Chilean politician (born 1972)

Carlos Cristian Campos Jara (born 18 November 1972) is a Chilean politician who served as deputy.

In June 2006, he was selected as one of the 100 Leaders of Today for the Chile of Tomorrow, a list developed and published by El Sábado of El Mercurio and the Strategic Leadership Center of the Adolfo Ibáñez University.

== Biography ==
He was born in Talcahuano on 18 November 1972. He is the son of Carlos Campos Fonseca and Nancy Jara Zárate, who serves as president of the Talcahuano Market Commercial Center. He is the partner of Karen Cortés Cisternas and is the father of two children: Francisca and Carlos Cristian.

He completed his primary education at the México School of Talcahuano and his secondary education at the Inmaculada Concepción School in the same city.

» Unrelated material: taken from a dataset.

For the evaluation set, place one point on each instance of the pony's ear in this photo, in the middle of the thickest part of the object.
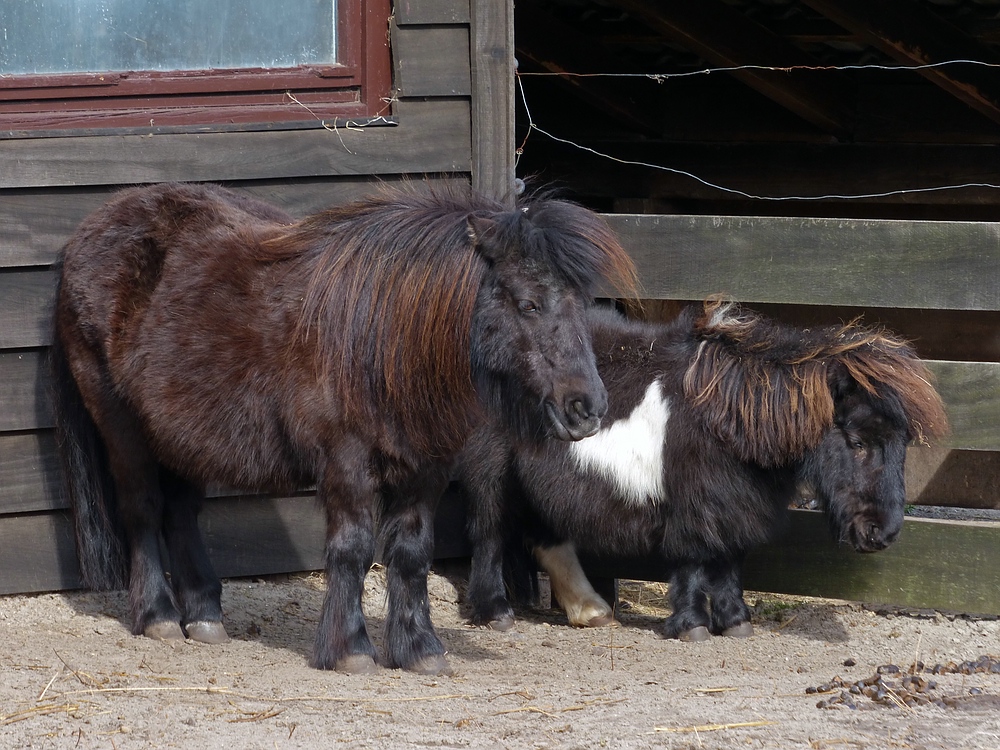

He studied Journalism at the Faculty of Social Sciences of the San Sebastián University, graduating in 2000.

He later pursued further higher education at the same institution, graduating in 2006 as a commercial engineer from its Faculty of Engineering and Technology.

== Political career ==
In 1996, he began his political involvement in the Party for Democracy (PPD), collaborating with Talcahuano councillor Marcelo Rivera. He served as a national councillor and regional party leader until 2006. From 2000 onward, he has advised candidates in electoral campaigns.

Between February 2000 and December 2001, he worked as Regional Manager of the Zonaempresas.cl Programme. From 2002 to 2004, he worked at the Social Solidarity and Investment Fund (FOSIS) of the Biobío Region as a local development agent for the communes of Coronel, Lota, Lebu and Talcahuano.

In December 2004, he assumed the position of Municipal Administrator of the newly created commune of Hualpén, a post he held until October 2009, during which he served on several occasions as acting mayor.

In 2008, he was elected by absolute majority as district president of the Party for Democracy (Talcahuano and Hualpén), a position he has continued to hold.